By Spyros Georgilidakis | July 20, 2022

Until today, ICAO had not blamed Belarus for the forced diversion of a Ryanair flight last year, in order to arrest a journalist. It has now.

This was one of aviation’s landmark events in 2021. European and other authorities saw the event as an aviation authority that did a government’s bidding, to apprehend an unfriendly journalist. The event happened on the 23rd of May last year. It involved Ryanair flight FR-4978 (RYR-1TZ), from Athens International (LGAV) in Greece to Vilnius (EYVI) in Lithuania. In this event, the flight diverted to Minsk (UMMS), the Belorussian capital.

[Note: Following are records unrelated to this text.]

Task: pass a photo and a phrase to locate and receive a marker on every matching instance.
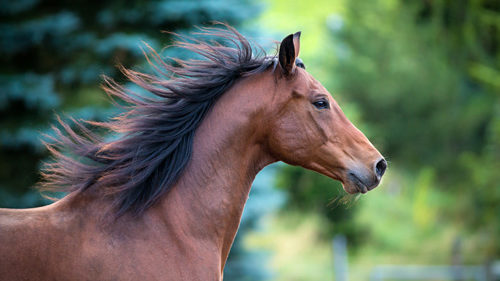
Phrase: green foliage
(421, 79)
(52, 56)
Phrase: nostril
(380, 167)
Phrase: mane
(156, 132)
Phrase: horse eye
(321, 104)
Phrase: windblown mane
(155, 133)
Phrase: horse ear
(289, 51)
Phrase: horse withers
(163, 201)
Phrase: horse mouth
(360, 186)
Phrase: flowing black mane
(156, 133)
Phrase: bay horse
(163, 199)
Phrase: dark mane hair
(155, 133)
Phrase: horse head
(307, 128)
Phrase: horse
(162, 200)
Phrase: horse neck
(209, 198)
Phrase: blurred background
(420, 78)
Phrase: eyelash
(321, 104)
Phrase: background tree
(52, 57)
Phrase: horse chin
(354, 187)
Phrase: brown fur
(187, 234)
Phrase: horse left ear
(289, 51)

ICAO Officially Blames Belarus For 2021 Hijacking
Flight FR-4978 after landing back in Vilnius

The reason for the diversion is that authorities in Belarus committed “an act of unlawful interference”, in the words of the ICAO report. A controller told the flight crew that an emailed threat said that there was a bomb on the flight. In the conversation, the flight crew asked who received the threat. The controller said that “many airports” had received this threat.

This reference to “many airports” is important in the story. The timing of the radio calls and the email threat that Belarus authorities received, is key damning evidence for ICAO. When the controller in Belarus told the Ryanair flight crew of the bomb threat, ATC wouldn’t have had a way of knowing about this supposed threat, if the state and its authorities weren’t complicit.

Photo: Niklas Jonasson

 

ICAO – The Missing Email In Belarus

Belarus claimed that they received two identical emails about this threat. The first supposedly arrived at 9:25 UTC, the second at 9:56 UTC. But as the ICAO report explains, Belarus only received the second of these emails. This information comes from Protonmail, a company in Switzerland that manages this email account.

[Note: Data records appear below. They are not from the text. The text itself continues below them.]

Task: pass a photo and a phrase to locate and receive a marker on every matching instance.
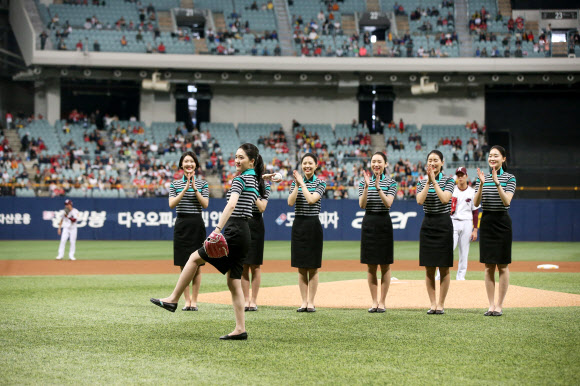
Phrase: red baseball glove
(216, 245)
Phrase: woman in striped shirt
(189, 196)
(495, 246)
(246, 188)
(376, 196)
(436, 237)
(255, 257)
(306, 244)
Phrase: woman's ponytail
(259, 169)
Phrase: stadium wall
(156, 106)
(267, 104)
(151, 219)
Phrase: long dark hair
(503, 154)
(438, 154)
(192, 155)
(384, 157)
(254, 154)
(313, 156)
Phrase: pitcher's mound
(402, 294)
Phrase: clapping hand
(481, 176)
(378, 183)
(494, 176)
(431, 174)
(297, 177)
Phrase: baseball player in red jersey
(69, 230)
(464, 215)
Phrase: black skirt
(495, 240)
(188, 237)
(376, 242)
(436, 241)
(306, 245)
(237, 235)
(256, 252)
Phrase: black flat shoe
(242, 336)
(168, 306)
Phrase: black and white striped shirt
(374, 202)
(189, 202)
(314, 185)
(433, 204)
(246, 185)
(490, 199)
(255, 210)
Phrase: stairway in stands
(284, 28)
(165, 21)
(200, 46)
(378, 142)
(505, 7)
(373, 6)
(220, 21)
(402, 25)
(462, 28)
(348, 25)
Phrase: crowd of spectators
(224, 40)
(61, 175)
(151, 173)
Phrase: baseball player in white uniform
(464, 215)
(68, 223)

According to this source, someone did indeed send a total of six emails from 9:25 UTC to 9:34 UTC from this account. But not to Belarus. The recipients of these emails were Vilnius (Lithuania), Athens (Greece), Sofia (Bulgaria), Bucharest (Romania) and Kyiv (Ukraine). And the users of these accounts did not access or read them until the next day. So they couldn’t have notified ATC in Belarus in time.

ICAO Officially Blames Belarus For 2021 Hijacking
The flight’s track from Athens, Greece. Image: Flightradar24

The ICAO report states that Belarus never provided any evidence to corroborate the supposed first email. A screenshot of this email only included the text, with no headers. A second screenshot of the second email included the headers. But by the time Belorussian authorities got this email, the Ryanair flight had already declared an emergency and diverted to Minsk.

ATC told the flight about the supposed bomb threat at 09:30 UTC. The second (and it appears, only) email arrived at 9:56 UTC. ICAO asked to interview the controller who spoke to the flight, but Belarus didn’t comply. There is also no record of a supposed telephone call, between Minsk airport and ATC, to transmit the content of the threatening email. The airport was the recipient of the email, not Minsk ACC.

Photo: Marty Sakin

 

A Clear Conclusion?

There was more evidence of deception later in the incident. Throughout the emergency, the flight crew asked ATC in Minsk to contact their Operations in Minsk. This was a requirement, per the airline’s procedures. Initially, ATC said this communication wasn’t possible. After landing, the controller claimed to have contacted the airline’s Operations in Minsk. But there is no evidence that this actually happened.

ICAO asked authorities in Belarus to provide records of these communications (or attempts), without getting a reply. Belarus also refused to provide video recordings from airport cameras that would have shown the disembarkation of the passengers in Minsk.

Photo: Markus Winkler

In a release about the report, ICAO is very clear:

The ICAO Council acknowledged that the bomb threat against …was deliberately false and endangered its safety, and furthermore that the threat was communicated to the flight crew upon the instructions of senior government officials of Belarus.

ICAO (International Civil Aviation Organization) is a United Nations body. A representative from Russia strongly objected to the report’s conclusion. Long before Russia’s invasion of Ukraine, the EU in Europe, the United States and other countries, imposed sanctions on Belarus for this event.

The ICAO first released this report to aviation authorities but not to the public, in January this year. It became public this week (see link below). Roman Protasevich, the arrested Belorussian journalist, still remains under house arrest.